今、自分自身の人生をチャレンジングで経済的にも最も効率の良い道とすることを考えるなら破格の待遇の海外エアラインに挑戦するのは合理的な選択肢になるのです。

先程のQOLとは全く違う考え方です。KPIを資産性や日本人で挑戦する人が少ないといったところに置いています。

国際線を運航したいのか

国際線を運航する。ロンドン…ニューヨーク…シドニー…モスクワ…北京…上海…ハワイ….

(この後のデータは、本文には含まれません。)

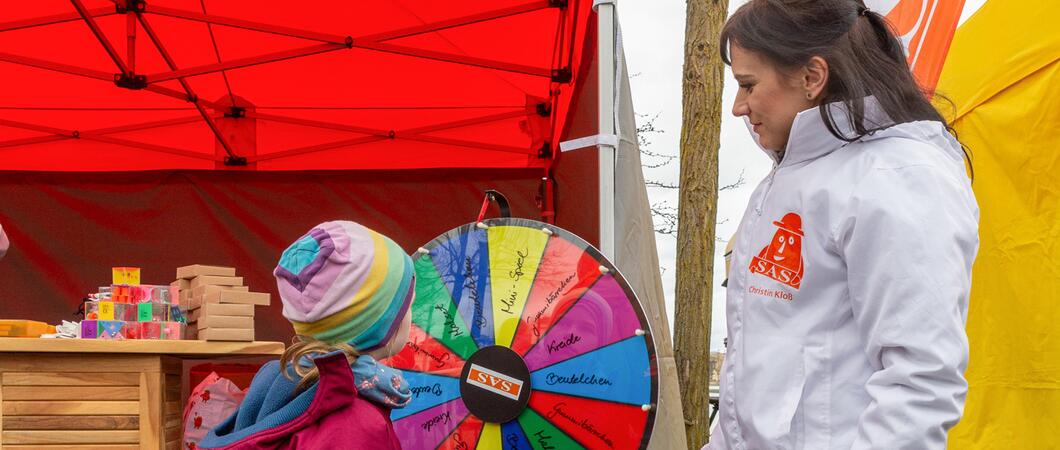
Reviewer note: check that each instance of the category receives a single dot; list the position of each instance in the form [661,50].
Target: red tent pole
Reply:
[66,133]
[242,63]
[58,18]
[348,41]
[376,135]
[109,130]
[100,36]
[232,158]
[130,40]
[459,21]
[245,24]
[448,57]
[56,67]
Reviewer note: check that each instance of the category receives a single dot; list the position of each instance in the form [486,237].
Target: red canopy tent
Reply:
[165,132]
[200,131]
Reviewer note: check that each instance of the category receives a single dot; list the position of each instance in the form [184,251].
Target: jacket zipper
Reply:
[769,187]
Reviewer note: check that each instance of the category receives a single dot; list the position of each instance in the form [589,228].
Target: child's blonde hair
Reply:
[303,346]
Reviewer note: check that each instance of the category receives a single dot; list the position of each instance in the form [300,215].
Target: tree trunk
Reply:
[698,211]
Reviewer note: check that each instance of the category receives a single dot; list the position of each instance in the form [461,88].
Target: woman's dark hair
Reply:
[864,56]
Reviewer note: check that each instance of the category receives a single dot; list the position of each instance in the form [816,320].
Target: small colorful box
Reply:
[125,275]
[174,330]
[151,312]
[111,330]
[177,313]
[89,329]
[104,310]
[152,330]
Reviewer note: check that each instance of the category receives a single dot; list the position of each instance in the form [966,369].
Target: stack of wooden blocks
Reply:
[219,308]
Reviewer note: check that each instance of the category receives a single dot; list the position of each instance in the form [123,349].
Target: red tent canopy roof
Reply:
[124,85]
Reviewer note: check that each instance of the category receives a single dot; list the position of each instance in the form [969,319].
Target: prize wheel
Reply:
[524,337]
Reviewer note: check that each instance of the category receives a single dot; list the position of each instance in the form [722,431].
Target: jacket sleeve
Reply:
[908,240]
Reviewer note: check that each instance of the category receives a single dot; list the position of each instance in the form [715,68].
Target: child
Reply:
[347,289]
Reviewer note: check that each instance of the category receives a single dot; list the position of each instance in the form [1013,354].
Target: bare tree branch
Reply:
[653,183]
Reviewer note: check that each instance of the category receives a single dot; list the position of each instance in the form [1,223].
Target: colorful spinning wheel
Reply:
[524,337]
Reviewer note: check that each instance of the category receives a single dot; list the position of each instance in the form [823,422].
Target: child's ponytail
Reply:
[303,346]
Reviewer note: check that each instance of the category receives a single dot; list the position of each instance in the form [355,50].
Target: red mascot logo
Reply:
[781,259]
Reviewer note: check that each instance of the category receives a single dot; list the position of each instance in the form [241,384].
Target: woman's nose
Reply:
[740,107]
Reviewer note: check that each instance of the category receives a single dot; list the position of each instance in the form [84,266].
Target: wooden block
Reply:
[149,409]
[209,289]
[198,270]
[80,436]
[260,299]
[245,335]
[219,309]
[71,423]
[182,284]
[224,322]
[70,408]
[66,393]
[215,281]
[72,379]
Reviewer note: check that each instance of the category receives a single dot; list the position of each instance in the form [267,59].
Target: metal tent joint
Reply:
[562,75]
[130,5]
[544,109]
[130,81]
[235,161]
[546,150]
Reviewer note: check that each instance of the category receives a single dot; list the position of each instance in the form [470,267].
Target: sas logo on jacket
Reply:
[781,259]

華やかで、楽しそう、日本のグローバルビジネスエリートを商売の決戦場に送り届けるという意味でも社会的意義も大きいでしょう。

家族の一生の思い出となる旅行のお手伝いもできるかもしれません。

そういうイメージを持たれる方も多いでしょう。

もちろんそれは事実です。

ただパイロットとしては国内線だけしか飛ばないとは話が違ってきます。

長時間のフライト、時差、徹夜、日本の空とはまた違った様々なルールをしっかり勉強して、地球レベルでの大気解析をしてフライトに望まなければならない。

海外の治安は日本ほど良い国はありませんし、旅行に行くわけではないので自宅と違う慣れない環境下でも休息を取らなくてはなりません。

そして着陸回数はどうしても少なくなってしまいます。

私の夢は

「大型JET機を操縦するパイロットになりたい」

でした

操縦するには色々あると思いますが、今のJET機を運用する環境で最も操縦していると思えるのは着陸です。

はっきり、着陸はめっちゃくちゃおもしろいです。

でも国際線主体の人生はその着陸回数は国内線だけ飛ぶのに比べると確実に大きく減るでしょう。

大型機になればなるほど、より遠く、もっと遠い国に行くことができます。

距離が遠くなればなるほど、月に飛べるフライトタイムは限りがあるので、その分運航できる回数が減って、着陸できる回数が減ります。

国際線運航のジレンマです。

私達は何になりたいのか

パイロットとなってどんな人生にしたいのか。

それは人それぞれだと思います。

ただ1つ言えることは、どんな会社に行こうとも飛行機を飛ばすということは変わりないということ。

そしてこの日本の未来の大きな発展が望めずとも、パイロットとしてのキャリアは世界で通用するものであり、スペシャリストとして選ぶ仕事としては悪くないと思います。

経済的リスクヘッジが取れて、かつフライトすることが楽しめる。

そう考えられる人なら、JAL×ANAだけでなく全ての日本のエアラインはどこも選ぶ価値のある会社と言えるのではないでしょうか?

自分で悩み努力し決断した道ならば、後からその道を正解にすれば良いのです。